- Born: Dayna Gayle Cussler United States
- Occupations: Film producer, screenwriter, costume designer, actress
- Parent: Clive Cussler
- Relatives: Teri Cussler (sister) Dirk Cussler (brother)

= Dayna Cussler =

American actress

Dayna Gayle Cussler is an American film producer, screenwriter, costume designer, and film actress. She is also the daughter of novelist Clive Cussler.

Cussler has worked on several films starting in 1987, including science fiction productions. Her first films were The Alamo: Thirteen Days to Glory and Barfly, both in 1987. Through the 1990s she worked on numerous film projects, including Philadelphia Experiment II and Hellraiser: Bloodline. In 2000, she produced her first film, 2 on U, which she wrote, produced, and starred in opposite Micky Levy, Tomas Arana, and Tom Novak.
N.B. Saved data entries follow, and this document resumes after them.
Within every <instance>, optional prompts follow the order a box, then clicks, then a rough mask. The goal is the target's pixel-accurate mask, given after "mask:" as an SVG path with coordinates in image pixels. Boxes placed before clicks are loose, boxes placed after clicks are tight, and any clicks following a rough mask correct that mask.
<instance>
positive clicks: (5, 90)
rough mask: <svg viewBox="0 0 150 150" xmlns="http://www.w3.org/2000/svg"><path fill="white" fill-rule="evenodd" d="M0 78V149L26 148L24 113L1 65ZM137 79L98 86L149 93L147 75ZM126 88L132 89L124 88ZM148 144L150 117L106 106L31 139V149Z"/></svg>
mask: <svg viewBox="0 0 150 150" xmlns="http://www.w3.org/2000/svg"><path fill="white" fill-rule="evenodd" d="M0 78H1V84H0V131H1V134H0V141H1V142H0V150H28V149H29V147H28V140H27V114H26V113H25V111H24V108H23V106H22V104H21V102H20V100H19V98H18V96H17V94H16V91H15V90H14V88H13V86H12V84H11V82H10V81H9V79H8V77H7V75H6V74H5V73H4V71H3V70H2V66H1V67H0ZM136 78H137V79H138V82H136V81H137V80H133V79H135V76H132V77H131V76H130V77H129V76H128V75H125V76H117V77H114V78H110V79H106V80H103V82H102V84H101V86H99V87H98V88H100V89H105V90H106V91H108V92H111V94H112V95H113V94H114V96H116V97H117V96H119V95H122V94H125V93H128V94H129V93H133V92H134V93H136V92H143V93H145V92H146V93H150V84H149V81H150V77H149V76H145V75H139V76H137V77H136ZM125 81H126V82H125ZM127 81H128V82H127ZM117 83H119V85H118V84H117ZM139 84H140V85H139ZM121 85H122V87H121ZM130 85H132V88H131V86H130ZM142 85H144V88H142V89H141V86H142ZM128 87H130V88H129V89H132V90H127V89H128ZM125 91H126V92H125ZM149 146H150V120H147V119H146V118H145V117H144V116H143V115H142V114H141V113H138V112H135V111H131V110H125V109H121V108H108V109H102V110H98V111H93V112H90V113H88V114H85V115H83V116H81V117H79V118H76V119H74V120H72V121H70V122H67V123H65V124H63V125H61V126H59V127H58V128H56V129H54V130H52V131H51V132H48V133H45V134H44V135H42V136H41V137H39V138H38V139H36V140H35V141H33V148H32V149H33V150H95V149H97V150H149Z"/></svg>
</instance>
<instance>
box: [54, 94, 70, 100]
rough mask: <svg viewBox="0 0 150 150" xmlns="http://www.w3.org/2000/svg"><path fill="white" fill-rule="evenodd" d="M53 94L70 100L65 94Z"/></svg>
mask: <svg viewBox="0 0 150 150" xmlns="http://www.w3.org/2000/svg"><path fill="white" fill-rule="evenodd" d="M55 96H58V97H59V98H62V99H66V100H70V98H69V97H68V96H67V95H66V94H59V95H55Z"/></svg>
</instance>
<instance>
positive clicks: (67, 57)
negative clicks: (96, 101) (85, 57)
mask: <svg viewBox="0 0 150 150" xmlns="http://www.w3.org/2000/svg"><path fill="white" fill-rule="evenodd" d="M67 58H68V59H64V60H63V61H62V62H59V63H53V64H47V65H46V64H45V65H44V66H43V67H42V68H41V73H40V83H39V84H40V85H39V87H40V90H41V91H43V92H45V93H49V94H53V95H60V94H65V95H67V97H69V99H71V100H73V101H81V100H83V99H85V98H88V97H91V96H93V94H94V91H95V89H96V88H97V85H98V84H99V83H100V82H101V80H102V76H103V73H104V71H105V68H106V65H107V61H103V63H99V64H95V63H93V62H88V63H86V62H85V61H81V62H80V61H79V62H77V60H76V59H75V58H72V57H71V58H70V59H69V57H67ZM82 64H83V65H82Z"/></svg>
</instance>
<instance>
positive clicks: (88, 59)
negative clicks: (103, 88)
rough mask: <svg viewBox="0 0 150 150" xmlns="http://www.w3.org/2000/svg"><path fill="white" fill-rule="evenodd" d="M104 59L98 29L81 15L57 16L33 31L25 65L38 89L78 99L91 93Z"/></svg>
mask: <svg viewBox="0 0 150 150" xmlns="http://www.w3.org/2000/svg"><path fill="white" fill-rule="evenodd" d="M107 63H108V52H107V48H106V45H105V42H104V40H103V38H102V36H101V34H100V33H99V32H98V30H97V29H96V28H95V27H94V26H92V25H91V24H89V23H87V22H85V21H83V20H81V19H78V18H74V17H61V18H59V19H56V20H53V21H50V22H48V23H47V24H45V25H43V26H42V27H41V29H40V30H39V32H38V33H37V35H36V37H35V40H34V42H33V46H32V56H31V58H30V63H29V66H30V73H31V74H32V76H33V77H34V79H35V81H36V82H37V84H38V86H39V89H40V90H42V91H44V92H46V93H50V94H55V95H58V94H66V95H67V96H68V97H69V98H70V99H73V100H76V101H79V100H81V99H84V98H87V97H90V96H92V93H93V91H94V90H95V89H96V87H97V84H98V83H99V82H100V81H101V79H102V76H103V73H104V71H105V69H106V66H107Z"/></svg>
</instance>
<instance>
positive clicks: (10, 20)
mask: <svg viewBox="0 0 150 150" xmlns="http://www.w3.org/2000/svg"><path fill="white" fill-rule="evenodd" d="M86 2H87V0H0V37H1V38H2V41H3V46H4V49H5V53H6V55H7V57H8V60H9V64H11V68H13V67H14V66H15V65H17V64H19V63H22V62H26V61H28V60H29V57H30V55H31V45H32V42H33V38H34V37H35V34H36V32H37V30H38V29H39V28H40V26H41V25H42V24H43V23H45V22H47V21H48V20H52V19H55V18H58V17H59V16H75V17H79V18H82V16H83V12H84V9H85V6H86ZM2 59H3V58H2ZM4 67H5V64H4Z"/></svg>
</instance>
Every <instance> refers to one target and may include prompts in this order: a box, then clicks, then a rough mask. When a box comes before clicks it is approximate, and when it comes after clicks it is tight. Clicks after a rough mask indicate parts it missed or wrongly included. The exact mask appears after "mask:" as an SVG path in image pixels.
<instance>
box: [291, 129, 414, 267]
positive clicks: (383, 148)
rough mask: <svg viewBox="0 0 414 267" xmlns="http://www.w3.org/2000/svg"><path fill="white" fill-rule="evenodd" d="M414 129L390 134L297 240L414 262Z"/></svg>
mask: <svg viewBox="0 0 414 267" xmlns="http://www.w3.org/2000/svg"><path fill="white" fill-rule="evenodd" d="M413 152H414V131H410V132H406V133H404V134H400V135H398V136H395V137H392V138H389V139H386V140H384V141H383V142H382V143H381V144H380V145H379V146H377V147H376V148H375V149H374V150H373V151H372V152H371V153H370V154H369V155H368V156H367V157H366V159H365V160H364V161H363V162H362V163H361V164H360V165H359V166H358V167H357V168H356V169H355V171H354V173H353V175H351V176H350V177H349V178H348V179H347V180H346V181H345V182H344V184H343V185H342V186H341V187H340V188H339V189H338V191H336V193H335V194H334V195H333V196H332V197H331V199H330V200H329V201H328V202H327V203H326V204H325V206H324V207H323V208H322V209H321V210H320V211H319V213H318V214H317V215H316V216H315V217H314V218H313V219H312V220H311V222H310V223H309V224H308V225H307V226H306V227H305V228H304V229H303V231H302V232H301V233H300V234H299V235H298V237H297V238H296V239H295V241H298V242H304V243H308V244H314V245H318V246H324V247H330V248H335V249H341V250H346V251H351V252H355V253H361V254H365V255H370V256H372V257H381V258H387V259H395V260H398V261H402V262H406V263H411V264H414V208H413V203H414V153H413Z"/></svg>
Cussler also played the role of Kitty Mannock in the 2005 film Sahara, an adaptation of her father's novel Sahara, which starred Matthew McConaughey, Penélope Cruz and Steve Zahn. Yet in the final cut of the film her scenes were deleted.

Cussler is a founding member of the Los Angeles theatre ensemble group, GueirrLA Theatre. She appeared in many local productions as an actress.

Cussler was a member of the band The Darklings and currently plays drums with Stations of the Sun. She continues to write, produce, act and make music.